Dan slumped against the wall and shook his head. God dammit. What was he expecting? Why had he ever imagined the past would disappear? Instead, it had followed him like a shadow, its black tail whipping all the way into the Central California Valley, into Turlock, into a trailer park, into a medical center where Randi had died alone.

 

“Buck up, Junior,” he heard his father say. “Keep cracking.”

 

Dan breathed in and wiped his face. Fine. He’d buck up. He’d call Midori Nolan. He’d call Luis to help him take the crib apart and carry it into the garage. He’d stop crying. He wouldn’t call his parents.
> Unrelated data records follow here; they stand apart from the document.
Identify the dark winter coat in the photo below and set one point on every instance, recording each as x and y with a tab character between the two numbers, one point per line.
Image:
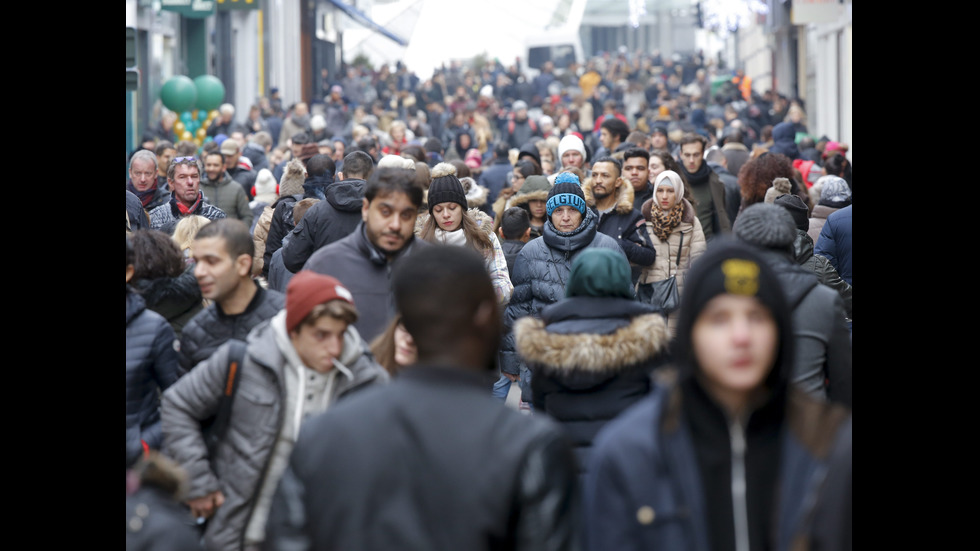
242	458
540	272
644	488
178	299
803	254
822	341
135	214
228	196
280	224
592	358
156	521
211	328
733	195
151	367
784	140
456	469
835	242
325	222
627	226
366	272
166	216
He’d finally do as he was told.

 

 

 

“So she contracted Hepatitis C how?”

 

“I wanted to talk with you about that, but I felt . . . .” For the first time, Midori Nolan seemed to falter, her crisp sentence breaking off in his ear.

 

“What?”

 

“I was going to tell you that you might want to get tested for that. It’s contracted through blood products or shared needles and can be dormant in the blood stream for some time, I hear. But then your wife was on the phone. She must be having a hard time with this.”